Reduta Dobrego Imienia w swoim komunikacie przekazała, że wspiera redaktor Cyntię Harasim w jej pozwie przeciwko Marcie Lempart i Klementynie Suchanow, aktywistkom tzw. Strajku Kobiet, o naruszenie dóbr osobistych.

Pozew dotyczy sytuacji z dnia 24 listopada 2020 roku. Wówczas w Warszawie Marta Lempart i Klementyna Suchanow zorganizowały konferencję prasową w związku z organizowanymi przez nie manifestacjami w ramach "Strajku Kobiet".

"Redaktor Cyntia Harasim, dziennikarka +Gazety Polskiej+, podczas wypełniania obowiązków służbowych wraz z innymi dziennikarzami nie została wpuszczona na tę konferencję" - wyjaśniła Reduta Dobrego Imienia.

Jak podkreślono, w trakcie zdarzenia, stojąc przed drzwiami prowadzącymi na konferencję, redaktor Harasim "doznała naruszenia jej nietykalności osobistej, fizycznych uszkodzeń ciała, w efekcie czego konieczne stało się leczenie powódki".

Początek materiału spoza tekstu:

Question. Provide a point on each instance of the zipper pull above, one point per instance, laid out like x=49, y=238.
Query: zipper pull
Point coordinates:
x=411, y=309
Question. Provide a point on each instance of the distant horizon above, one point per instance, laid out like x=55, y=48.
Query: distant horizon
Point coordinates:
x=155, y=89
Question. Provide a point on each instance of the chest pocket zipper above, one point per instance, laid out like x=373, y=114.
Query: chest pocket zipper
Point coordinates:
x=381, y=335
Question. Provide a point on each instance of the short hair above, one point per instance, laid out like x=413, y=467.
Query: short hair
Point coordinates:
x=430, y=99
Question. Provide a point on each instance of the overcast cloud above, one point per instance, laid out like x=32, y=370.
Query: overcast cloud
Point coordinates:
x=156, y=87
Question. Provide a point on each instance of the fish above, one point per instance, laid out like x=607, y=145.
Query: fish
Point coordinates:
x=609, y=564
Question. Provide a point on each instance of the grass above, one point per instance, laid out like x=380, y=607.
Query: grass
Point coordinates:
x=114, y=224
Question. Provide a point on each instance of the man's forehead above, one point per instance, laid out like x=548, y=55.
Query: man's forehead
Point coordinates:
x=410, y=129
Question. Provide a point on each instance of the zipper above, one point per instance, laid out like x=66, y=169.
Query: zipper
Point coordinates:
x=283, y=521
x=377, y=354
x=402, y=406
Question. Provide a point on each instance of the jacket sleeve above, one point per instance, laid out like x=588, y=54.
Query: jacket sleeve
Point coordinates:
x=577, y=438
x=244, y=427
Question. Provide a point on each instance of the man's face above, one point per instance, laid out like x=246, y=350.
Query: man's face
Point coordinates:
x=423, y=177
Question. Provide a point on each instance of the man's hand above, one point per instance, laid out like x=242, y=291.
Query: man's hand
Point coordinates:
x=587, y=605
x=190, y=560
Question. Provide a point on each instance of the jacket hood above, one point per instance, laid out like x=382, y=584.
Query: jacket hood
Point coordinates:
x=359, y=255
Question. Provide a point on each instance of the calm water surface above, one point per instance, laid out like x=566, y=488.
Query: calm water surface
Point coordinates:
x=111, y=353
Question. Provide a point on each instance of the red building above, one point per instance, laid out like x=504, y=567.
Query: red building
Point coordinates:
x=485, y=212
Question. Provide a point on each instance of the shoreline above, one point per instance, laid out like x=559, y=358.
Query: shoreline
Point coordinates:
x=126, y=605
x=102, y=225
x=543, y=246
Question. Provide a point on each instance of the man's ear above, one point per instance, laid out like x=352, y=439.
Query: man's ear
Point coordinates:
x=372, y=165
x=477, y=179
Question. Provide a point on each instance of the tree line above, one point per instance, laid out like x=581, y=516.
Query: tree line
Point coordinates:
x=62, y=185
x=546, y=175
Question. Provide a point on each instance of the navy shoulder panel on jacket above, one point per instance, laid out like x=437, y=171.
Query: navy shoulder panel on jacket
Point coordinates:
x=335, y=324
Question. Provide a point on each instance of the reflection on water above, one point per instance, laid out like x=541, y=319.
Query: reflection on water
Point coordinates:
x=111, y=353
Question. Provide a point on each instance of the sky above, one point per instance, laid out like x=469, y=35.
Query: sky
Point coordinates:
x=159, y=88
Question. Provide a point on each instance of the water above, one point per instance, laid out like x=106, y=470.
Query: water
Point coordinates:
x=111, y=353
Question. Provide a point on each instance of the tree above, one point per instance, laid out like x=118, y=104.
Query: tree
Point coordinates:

"Równocześnie Pani Cyntia Harasim i pozostali dziennikarze zostali wyzwani przez p. Klementynę Suchanow z tzw. Strajku Kobiet od +psów+ – czym naruszono również dobre imię dziennikarki" - poinformowała Reduta Dobrego Imienia.

Jak zaznaczyła dziennikarce "GP", uniemożliwiono pełnienie zadań dziennikarskich, a naruszenie dóbr osobistych spowodowało, że Reduta Dobrego Imienia postanowiła ją wesprzeć dziennikarkę.

W pozwie domaga się ona publicznych przeprosin i odszkodowania w wysokości 22 tys. zł tytułem odszkodowania za zwrot kosztów leczenia. Dodatkowo, red. Harasim domaga się zasądzenia od pozwanych Marty Lempart i Klementyny Suchanow kwoty 30 tys. złotych na cel społeczny. "Reduta Dobrego Imienia wspiera polską obywatelkę, której dobra osobiste zostały naruszone" - czytamy w komunikacie.